Il a donné ce cours pendant 35 ans - il l'a fait encore
cette année même s'il est officiellement à
la retraite - et il ne s'en lasse pas. "C'est intéressant
parce que, forcément, ça change chaque année",
lance-t-il en riant.
Dominick Pallotta a réussi à faire
sa niche dans une discipline dominée par de grands laboratoires
Au moment de son embauche en 1970, certains de ses collègues
actuels du Département de biologie n'étaient pas
encore nés. "Je parlais à peine deux ou trois
mots de français. Deux mois plus tard, je donnais mon
premier cours de laboratoire, et en janvier 1971, je donnais
mes premiers cours magistraux devant 200 étudiants."
La fonction de professeur universitaire a considérablement
évolué depuis, constate-t-il. "On m'avait
engagé pour enseigner la biologie moléculaire,
qui était une discipline toute nouvelle à l'époque.
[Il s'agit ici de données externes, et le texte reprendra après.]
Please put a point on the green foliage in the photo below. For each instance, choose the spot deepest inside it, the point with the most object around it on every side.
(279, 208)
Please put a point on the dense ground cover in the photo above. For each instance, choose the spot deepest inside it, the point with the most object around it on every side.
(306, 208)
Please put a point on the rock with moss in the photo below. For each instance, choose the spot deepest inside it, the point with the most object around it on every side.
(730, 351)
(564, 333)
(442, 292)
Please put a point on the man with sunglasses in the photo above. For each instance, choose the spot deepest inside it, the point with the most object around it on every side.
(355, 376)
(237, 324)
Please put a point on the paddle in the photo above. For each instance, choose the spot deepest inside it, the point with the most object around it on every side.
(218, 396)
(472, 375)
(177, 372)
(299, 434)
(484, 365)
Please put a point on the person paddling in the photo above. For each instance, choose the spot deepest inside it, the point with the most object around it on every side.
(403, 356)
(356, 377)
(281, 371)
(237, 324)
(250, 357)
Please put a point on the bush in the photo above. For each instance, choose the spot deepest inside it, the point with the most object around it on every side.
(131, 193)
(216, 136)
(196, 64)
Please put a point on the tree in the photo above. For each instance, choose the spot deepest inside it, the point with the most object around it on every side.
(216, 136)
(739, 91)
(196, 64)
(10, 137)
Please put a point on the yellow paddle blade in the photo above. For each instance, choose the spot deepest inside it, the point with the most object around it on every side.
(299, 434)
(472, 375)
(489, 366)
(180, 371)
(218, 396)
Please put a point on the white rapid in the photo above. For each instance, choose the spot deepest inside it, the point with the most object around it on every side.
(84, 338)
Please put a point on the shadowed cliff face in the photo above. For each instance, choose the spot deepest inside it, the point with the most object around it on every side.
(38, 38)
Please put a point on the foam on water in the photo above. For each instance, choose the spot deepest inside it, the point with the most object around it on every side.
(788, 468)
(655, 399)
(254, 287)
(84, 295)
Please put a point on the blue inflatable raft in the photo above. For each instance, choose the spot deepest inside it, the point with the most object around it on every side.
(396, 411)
Si je pouvais faire de la recherche en plus, c'était tant
mieux. Aujourd'hui, dans mon domaine du moins, les professeurs
sont engagés sur la base de leurs compétences en
recherche et on s'attend à ce qu'ils soient productifs
dès leur arrivée. Ce n'est pas facile d'être
un jeune chercheur aujourd'hui. La compétition est forte,
les organismes subventionnaires sont exigeants et la plus grande
partie de l'argent va du côté de la recherche qui
conduit à des applications."
Contre vents et marées, le professeur Pallotta a maintenu
le cap sur la recherche fondamentale. Depuis trois décennies,
il a fait de la levure et du champignon Physarum son pain
quotidien. "Il y a une universalité dans les principes
de fonctionnement des cellules de la levure jusqu'à l'être
humain. C'est ce qui fait la beauté de la vie et c'est
ce qui m'apporte le plaisir de comprendre." Le CRSNG juge
ses recherches toujours pertinentes puisqu'il lui accorde une
subvention de 60 000$ par année, ce qui lui permet de
s'entourer d'une petite équipe d'étudiants-chercheurs.
Dominick Pallotta n'a jamais décroché, ni comme
chercheur ni comme professeur, mais il n'a pas l'intention de
s'accrocher non plus. "La science évolue vite et
je vieillis. C'est essentiel pour moi de sentir que ma contribution
est significative. Je ne sais pas combien de temps je vais continuer,
mais je sais une chose: je refuse de rester pour rester."